Do you remember the movie L.A. Confidential? A slick noir throwback with Kevin Spacey and Guy Pierce and Russell Crowe and Kim Bassinger? If you haven't seen that movie stop what you are doing and Netflix the shit out of it right now. It's one of my all-time favs, and it is the reason I read this book.

That movie, you see, is based on a novel that is part of a saga of hardboiled mysteries by James Ellroy, the first of which is The Black Dahlia. The book is good! I don't know what to say. I've typed too much already. This post is so long! Listen: if you like noir stuff, go read this book. Or better yet, go watch L.A. Confidential. That's mostly what reading the book made me want to do.

In fact, forget all the other stuff I said in this whole post. The movie L.A. Confidential is better than all of these books. What are you even doing? Go watch it!

Monday, December 6, 2010

The Corrections by Jonathan Franzen

Hoo boy.

There is not much consensus among either writers or readers about what good literature is supposed to do. If you are feeling masochistic, dig up the forums on any amateur writing website and browse the clumsy threads about craft, about the difference between "entertainment" and "art," about "genre" and "emotional ressonance" and "style." You'll soon realise that people often want different things from their books, and that even when they want the same thing they are insistent about the language in which those things are framed.

I have my own specific, cranky, silly opinions, but the real answer to these butterfingered debates is a book called The Corrections by a guy named Jonathan Franzen. Whatever you want to call what happens over the course of those 530ish pages, that is what great literature does.
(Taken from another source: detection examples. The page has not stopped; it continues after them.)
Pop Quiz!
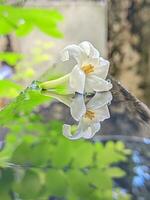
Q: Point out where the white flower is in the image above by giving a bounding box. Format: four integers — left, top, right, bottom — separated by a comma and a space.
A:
63, 92, 112, 140
62, 41, 112, 94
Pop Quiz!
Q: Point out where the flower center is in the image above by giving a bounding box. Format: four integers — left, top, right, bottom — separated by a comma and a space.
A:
82, 64, 94, 74
85, 110, 95, 120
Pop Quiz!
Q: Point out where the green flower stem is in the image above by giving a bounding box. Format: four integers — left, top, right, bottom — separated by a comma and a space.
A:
39, 73, 70, 89
41, 90, 74, 106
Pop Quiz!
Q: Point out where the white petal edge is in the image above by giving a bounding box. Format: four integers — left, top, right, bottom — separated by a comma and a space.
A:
70, 94, 86, 121
63, 124, 82, 140
83, 123, 101, 139
86, 91, 112, 109
93, 105, 110, 122
79, 41, 100, 58
91, 57, 110, 79
69, 65, 85, 94
86, 75, 112, 92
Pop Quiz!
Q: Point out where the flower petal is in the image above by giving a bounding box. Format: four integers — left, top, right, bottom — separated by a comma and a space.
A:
70, 94, 86, 121
63, 124, 82, 140
69, 65, 85, 94
79, 41, 99, 58
83, 123, 101, 139
93, 105, 110, 122
86, 91, 112, 110
91, 57, 110, 79
86, 75, 112, 92
61, 44, 86, 65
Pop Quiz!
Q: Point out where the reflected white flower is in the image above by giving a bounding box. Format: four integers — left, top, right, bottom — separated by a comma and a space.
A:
62, 41, 112, 94
63, 92, 112, 140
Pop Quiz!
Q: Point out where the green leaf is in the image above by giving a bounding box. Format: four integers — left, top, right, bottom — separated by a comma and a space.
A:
106, 167, 125, 178
0, 5, 63, 38
13, 170, 42, 199
0, 81, 50, 126
0, 80, 22, 98
46, 169, 68, 197
0, 52, 23, 65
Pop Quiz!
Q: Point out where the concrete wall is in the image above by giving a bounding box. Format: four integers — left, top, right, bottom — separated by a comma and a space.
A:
16, 0, 107, 78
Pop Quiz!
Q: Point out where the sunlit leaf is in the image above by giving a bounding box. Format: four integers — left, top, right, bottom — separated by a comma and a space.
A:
0, 80, 22, 98
0, 52, 23, 65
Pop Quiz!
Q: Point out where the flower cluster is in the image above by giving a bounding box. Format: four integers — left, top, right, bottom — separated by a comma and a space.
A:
41, 42, 112, 139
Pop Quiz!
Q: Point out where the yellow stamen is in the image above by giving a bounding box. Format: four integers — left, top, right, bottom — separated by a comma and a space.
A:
85, 110, 95, 120
82, 64, 94, 74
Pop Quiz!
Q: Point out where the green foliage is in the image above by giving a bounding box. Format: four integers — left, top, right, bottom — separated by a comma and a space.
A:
0, 5, 63, 38
0, 80, 22, 98
0, 114, 129, 200
0, 81, 50, 126
0, 52, 23, 65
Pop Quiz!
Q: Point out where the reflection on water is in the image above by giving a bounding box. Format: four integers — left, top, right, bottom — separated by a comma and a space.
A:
0, 139, 150, 200
0, 69, 150, 200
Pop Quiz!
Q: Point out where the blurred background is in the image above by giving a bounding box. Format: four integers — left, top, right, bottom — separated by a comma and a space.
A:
0, 0, 150, 200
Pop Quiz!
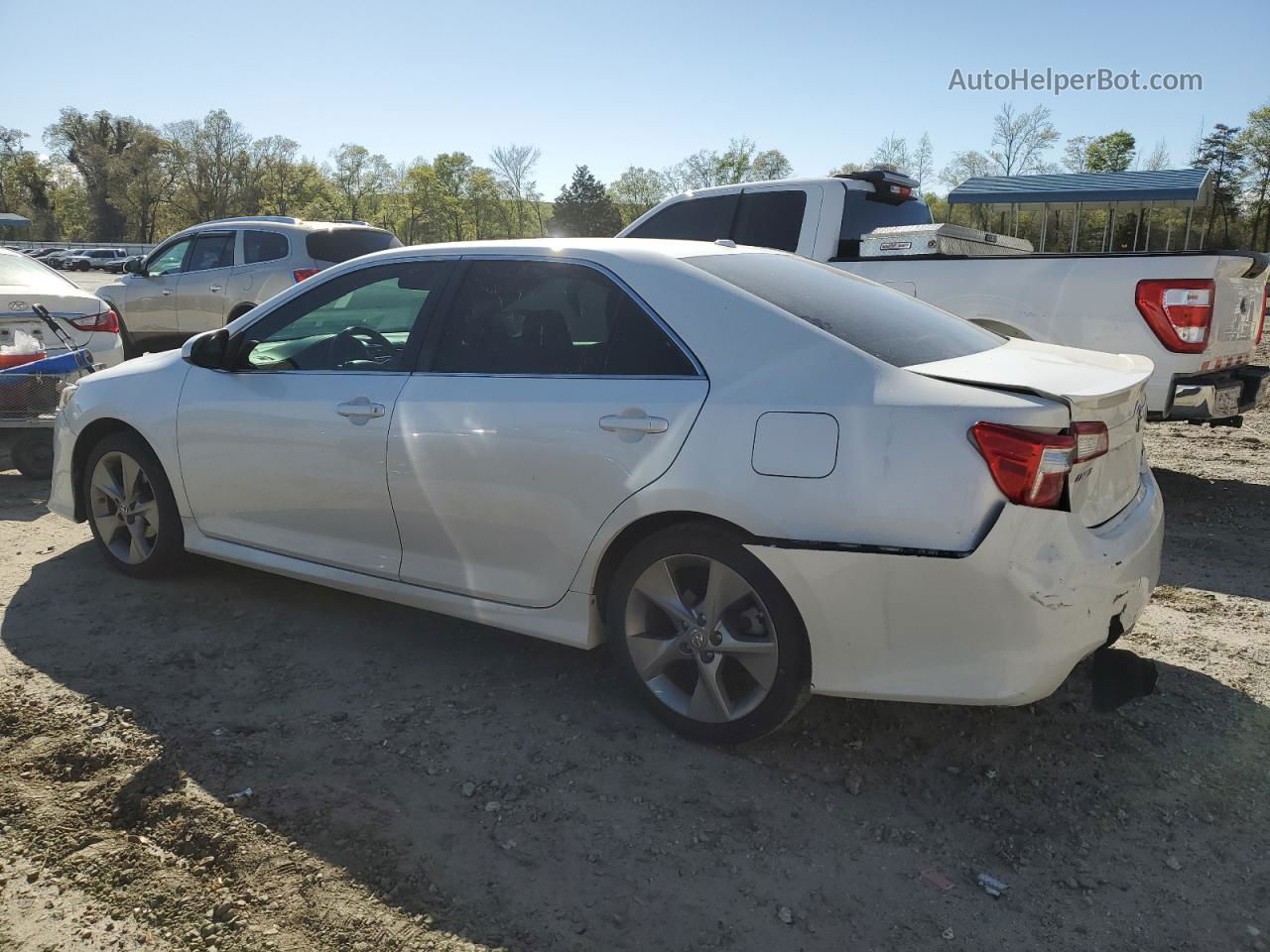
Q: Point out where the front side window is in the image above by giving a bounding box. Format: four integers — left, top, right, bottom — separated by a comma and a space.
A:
235, 262, 450, 372
684, 254, 1006, 367
627, 193, 740, 241
431, 260, 696, 377
242, 231, 290, 264
186, 231, 234, 272
146, 239, 193, 278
And with the exception of the dream I had last night where Rashida Jones became my Facebook friend (Hi Rashida Jones!), picking up The Corrections is the best thing to happen to me in the last month.
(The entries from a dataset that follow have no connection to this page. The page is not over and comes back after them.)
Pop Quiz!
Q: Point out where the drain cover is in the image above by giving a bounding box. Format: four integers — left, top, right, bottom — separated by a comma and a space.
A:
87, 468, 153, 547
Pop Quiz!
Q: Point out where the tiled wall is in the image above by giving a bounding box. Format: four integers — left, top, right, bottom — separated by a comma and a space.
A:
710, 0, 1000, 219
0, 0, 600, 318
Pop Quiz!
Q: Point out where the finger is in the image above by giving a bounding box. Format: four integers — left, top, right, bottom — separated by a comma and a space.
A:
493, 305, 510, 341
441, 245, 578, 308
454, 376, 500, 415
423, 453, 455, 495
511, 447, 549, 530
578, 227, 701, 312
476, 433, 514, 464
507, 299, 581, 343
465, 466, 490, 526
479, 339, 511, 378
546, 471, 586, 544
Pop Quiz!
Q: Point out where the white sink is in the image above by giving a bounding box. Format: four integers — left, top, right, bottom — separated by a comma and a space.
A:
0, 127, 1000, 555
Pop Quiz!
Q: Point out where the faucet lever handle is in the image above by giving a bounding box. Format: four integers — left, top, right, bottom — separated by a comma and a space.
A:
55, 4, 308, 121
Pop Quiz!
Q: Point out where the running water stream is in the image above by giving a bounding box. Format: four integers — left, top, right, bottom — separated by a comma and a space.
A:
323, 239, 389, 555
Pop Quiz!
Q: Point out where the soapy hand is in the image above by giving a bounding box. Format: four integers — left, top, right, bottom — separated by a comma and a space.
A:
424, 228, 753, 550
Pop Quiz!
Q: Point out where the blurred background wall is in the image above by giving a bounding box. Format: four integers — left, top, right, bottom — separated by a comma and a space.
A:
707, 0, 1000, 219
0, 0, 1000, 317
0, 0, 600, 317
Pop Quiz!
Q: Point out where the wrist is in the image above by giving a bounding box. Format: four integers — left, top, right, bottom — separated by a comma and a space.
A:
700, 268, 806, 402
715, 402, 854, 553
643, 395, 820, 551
The book is about a family, The Lamberts. It's about Enid, a Midwestern housewife, and Alfred, her emotionally-distant, retired-engineer husband, and their three adult children: 1) Chip, an ex-professor of "cultural criticism" who lost his academic position after seducing a student 2) Gary, a banker and mild alcoholic whose fragile, beautiful wife and three children are increasingly estranged from him and 3) Denise, a top-tier chef with a penchant for married men (and women).
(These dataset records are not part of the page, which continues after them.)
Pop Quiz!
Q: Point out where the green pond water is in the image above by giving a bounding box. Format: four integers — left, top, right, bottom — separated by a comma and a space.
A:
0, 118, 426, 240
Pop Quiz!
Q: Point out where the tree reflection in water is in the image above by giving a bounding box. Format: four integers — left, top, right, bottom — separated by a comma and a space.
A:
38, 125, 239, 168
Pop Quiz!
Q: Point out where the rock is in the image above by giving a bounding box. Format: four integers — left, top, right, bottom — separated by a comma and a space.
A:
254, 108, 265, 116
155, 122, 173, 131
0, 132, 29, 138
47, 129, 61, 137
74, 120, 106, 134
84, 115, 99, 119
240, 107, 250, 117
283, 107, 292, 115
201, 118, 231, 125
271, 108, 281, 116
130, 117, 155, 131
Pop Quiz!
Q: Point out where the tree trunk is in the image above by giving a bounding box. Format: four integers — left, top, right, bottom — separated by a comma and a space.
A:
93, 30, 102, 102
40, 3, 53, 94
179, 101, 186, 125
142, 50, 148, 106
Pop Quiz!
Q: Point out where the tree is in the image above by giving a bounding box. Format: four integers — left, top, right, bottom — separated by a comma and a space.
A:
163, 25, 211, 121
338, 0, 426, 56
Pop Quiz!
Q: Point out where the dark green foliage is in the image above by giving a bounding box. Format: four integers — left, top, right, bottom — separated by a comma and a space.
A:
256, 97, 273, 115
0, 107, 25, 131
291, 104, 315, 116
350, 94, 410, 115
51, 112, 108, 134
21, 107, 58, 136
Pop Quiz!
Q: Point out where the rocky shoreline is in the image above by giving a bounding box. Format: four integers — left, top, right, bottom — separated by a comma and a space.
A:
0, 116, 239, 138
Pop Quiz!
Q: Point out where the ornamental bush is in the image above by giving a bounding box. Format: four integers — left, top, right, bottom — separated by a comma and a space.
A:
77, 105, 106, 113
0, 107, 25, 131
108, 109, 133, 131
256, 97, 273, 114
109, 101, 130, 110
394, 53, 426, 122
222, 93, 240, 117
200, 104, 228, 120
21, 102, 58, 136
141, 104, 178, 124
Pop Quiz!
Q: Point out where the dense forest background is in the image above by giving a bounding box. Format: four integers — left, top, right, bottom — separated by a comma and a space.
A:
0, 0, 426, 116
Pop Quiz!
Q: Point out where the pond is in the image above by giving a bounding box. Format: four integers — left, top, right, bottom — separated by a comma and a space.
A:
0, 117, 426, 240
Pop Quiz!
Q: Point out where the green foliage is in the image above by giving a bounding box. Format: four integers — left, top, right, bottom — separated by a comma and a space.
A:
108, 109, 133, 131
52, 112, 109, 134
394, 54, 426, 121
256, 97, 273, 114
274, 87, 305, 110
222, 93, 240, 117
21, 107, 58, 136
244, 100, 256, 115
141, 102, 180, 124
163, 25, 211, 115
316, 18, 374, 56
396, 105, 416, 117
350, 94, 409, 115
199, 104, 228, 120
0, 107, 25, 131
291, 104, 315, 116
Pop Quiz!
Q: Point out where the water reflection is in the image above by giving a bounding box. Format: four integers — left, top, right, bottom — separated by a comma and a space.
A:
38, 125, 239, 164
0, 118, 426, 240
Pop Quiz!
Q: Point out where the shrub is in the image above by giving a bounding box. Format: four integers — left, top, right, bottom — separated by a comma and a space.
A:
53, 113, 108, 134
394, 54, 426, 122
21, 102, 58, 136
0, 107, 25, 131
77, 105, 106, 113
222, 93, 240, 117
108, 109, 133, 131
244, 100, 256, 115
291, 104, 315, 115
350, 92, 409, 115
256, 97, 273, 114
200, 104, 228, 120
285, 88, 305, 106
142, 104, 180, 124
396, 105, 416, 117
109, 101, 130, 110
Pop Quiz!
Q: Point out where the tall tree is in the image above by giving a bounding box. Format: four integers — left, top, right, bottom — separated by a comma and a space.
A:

There's not much of a story to go around. Much of the novel is, incredibly, told through long, expositional, summarizing flashbacks. One by one, the reader explores the life of each member of the family, watches them make mistakes, and the whole thing culminates at "one last" family Christmas back in the fictional fly-over-country suburb of St. Jude.

Things happen, make no mistake. You'll experience autumn cruise-liners, Lithuanian crime lords, investment fraud, and experimental psychotropic therapies. Also a scene involving a talking piece of human excrament (Whatever, Franzen. I guess you can do what you want!). But the real meat of the story comes from the observations of the human condition. Every one of the five characters is simultaneously repugnant and sympathetic, and it is painful to bear witness to their commitment to self-sabatoge and catastrophe. You could turn to any single page and come quickly to an uncomfortable truth about either yourself or someone you know well. Reading Gary's story, in particular, was almost too heartbreaking for me.

I'm learning that it's hard to write a long review of a piece of fiction. I can't discuss the details of the book because they would be nonsense, and the events would lose their emotional impact in summary. There's no thesis whose implications can be dissected like a non-fiction review might try to do.

So let's just be clear about one thing: This is one of the best books I've ever read. I mean that both in terms of its technical execution, and in terms of its poignancy. A piece of writing has never made me cry, but the end of this book sure made me choke up a bit on my tequila-and-Hawaiian-punch.



P.S. Oh, you can read a really exceptional essay by Franzen at (of all places!) Oprah.com, since his newest book is her BookClub book currently. The essay is called "My Bird Problem."